Originally posted on Jewschool.com.
I apologize if this is old news for you, but I had only heard rumors until today, when I was able to confirm this important story with my own eyes, teeth, and tongue in my natural habitat of Boston. In fact, as I sit typing this right now, I am indulging in a sensual pleasure that I thought was lost to the ages.
For those of you unfamiliar with the Hydrox, it was (as the new packaging proudly proclaims) “America’s first crème filled chocolate cookie,” introduced into the marketplace in 1908 by the Sunshine Biscuit Company. However, its real claim to fame for generations of American Jews is that it was a (hekshered) kosher alternative to the then-forbidden treifa Oreo. (Those who spend time thinking about this subject — and who doesn’t? — note the irony that while history points to the 1912 birth of Oreo as a likely sign that the cookie was “inspired” by the Hydrox, those-who-spend-somewhat-less-time-thinking-about-this-subject often mistook the Hydrox as an Oreo knock-off. For shame.) Growing up kosher, Hydrox were like a lunchroom in-joke, a shared culinary secret handshake that likely united more Jews in America than shaking a lulav or laying tefillin ever did. To many of us, the taste of a Hydrox dunked in skim milk is the taste of Jewish childhood.

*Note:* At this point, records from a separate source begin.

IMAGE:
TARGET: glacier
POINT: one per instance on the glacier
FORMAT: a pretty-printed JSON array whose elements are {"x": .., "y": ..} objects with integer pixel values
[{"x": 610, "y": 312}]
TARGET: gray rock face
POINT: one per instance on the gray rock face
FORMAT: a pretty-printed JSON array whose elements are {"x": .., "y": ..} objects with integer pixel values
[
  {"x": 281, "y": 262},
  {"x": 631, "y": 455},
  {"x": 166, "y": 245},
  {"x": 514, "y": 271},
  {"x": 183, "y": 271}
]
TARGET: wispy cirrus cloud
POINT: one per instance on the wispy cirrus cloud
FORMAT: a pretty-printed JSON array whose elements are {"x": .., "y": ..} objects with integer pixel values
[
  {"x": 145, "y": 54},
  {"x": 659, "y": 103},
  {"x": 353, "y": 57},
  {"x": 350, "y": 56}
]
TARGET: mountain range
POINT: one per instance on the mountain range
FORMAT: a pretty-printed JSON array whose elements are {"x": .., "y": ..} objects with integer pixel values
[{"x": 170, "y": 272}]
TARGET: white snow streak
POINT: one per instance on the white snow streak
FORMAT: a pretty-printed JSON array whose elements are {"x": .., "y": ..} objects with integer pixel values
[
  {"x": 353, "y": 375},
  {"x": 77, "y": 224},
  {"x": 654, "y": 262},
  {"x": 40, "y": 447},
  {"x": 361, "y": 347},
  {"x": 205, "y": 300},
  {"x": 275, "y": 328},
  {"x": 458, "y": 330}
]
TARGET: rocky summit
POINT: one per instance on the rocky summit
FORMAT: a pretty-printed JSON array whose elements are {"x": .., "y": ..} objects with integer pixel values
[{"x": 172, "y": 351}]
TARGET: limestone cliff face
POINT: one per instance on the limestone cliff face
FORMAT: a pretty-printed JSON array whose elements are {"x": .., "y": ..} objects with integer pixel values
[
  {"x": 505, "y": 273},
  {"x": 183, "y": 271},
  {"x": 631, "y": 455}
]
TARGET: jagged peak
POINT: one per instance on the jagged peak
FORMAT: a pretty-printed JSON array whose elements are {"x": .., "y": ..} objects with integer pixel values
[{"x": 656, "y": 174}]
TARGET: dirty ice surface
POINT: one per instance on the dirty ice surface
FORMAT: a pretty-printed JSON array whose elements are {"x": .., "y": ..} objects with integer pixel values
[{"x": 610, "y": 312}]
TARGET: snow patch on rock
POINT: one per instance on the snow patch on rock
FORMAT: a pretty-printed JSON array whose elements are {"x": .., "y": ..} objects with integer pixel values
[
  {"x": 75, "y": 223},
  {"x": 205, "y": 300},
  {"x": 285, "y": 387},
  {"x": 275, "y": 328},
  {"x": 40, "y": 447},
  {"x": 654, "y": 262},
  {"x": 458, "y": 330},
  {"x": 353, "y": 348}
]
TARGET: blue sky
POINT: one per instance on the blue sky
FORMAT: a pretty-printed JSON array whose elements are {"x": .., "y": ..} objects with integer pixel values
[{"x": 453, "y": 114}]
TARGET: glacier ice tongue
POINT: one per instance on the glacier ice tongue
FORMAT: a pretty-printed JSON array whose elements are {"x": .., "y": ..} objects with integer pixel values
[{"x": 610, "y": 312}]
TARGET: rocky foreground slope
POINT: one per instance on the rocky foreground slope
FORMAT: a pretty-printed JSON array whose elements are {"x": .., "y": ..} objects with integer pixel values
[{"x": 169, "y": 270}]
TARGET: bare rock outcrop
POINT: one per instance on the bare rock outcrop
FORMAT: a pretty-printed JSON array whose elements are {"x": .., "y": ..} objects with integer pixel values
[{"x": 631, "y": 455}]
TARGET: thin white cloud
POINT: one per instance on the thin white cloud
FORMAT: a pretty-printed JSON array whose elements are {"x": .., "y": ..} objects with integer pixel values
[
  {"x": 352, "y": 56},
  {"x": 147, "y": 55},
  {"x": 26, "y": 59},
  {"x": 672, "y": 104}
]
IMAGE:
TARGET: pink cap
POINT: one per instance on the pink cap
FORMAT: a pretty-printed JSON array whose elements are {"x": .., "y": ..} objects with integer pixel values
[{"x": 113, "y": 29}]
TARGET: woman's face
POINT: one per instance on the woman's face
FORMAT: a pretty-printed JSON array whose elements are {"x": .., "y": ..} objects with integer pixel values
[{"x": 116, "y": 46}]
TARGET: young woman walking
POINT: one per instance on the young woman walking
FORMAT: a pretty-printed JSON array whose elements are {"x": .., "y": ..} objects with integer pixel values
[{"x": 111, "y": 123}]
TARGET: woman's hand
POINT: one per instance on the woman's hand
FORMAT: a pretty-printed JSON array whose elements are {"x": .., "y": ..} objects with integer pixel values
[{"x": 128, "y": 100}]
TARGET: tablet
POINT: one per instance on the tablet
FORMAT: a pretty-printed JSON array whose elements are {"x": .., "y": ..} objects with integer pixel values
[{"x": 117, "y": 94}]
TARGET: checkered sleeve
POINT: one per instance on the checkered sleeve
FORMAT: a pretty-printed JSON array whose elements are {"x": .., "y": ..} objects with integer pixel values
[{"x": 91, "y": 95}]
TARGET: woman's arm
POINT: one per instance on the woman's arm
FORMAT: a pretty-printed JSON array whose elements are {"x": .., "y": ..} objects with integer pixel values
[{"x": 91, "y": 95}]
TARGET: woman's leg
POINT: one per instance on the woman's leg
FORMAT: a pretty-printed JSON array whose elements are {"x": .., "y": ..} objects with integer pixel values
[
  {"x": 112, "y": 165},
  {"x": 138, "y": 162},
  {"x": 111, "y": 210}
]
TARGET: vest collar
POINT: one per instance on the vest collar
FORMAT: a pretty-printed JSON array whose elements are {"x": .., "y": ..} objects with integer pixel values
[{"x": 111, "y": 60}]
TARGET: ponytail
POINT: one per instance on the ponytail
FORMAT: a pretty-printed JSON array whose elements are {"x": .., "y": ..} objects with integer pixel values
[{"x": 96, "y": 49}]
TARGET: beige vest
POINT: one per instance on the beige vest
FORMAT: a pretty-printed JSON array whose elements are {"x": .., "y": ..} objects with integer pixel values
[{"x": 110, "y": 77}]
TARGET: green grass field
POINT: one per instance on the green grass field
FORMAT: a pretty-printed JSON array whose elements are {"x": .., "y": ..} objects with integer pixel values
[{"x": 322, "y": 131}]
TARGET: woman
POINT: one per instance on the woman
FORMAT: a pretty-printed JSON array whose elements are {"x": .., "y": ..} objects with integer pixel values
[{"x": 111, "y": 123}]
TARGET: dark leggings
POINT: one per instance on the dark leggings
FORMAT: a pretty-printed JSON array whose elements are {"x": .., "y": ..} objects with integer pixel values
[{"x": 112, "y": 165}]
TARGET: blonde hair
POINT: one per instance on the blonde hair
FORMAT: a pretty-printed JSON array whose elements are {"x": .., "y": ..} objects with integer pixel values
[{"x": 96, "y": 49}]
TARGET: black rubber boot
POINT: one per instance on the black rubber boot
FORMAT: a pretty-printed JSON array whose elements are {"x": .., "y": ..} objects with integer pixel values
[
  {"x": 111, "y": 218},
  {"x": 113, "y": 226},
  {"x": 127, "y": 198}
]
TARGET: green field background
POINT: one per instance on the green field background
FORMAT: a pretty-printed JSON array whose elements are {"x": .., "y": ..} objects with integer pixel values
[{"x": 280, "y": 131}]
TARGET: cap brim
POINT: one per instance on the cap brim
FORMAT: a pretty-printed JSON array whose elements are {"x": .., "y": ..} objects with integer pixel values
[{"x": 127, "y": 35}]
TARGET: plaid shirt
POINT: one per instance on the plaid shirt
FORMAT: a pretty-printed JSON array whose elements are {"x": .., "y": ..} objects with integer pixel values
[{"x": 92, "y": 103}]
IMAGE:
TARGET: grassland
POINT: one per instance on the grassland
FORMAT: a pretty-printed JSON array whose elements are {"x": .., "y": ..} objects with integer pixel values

The Hydrox has had a rough recent history. Sunshine was bought by Keebler in the mid-1990s. Not long after, Oreos became kosher (participating in a zeitgeist that also found M&Ms, Snickers, and, in some areas, Twinkies earning their kosher kishkies, although Twinkies have since gone back to their pre-kosher, lard-laden original recipe). With the advent of the kosher Oreo, Hydrox went through a demeaning re-branding as “Droxies” of which I have no memory, but Wikipedia links to a contemporaneous article from Fortune that makes the whole ordeal sound just awful. Keebler was bought by Kelloggs in 2001, and by ’03 the Droxie was put out to pasture.
Fast forward to 2008, the 100th anniversary of the Hydrox. Fans petitioned Kellogg’s both online and over the phone for a Hydrox revival, and as of August those pleas have been answered. The new Hydrox packaging is delightfully retro but has an alarming proviso spoiling the party: limited edition. However, if we have learned anything from past limited editions like the CD release of the soundtrack to Finian’s Rainbow or the CD release of the soundtrack to Mame or the CD release of the cast album of Subways Are For Sleeeping (sue me, I have a limited range of areas of expertise), we know that the demands of the marketplace can overcome any edition’s limit.
So if you, like me, hope that the Hydrox “limited edition” revival is limited in the same way that Cher’s farewell tours are final (meaning, not at all), do your part and buy a box or twelve. And don’t fret — much like Cher’s facial features, these Hydrox are a little bit different than the last time you saw them. The new recipe, although fairly accurate to the original (based on my very unscientific taste vs. memory test), does not contain trans fats.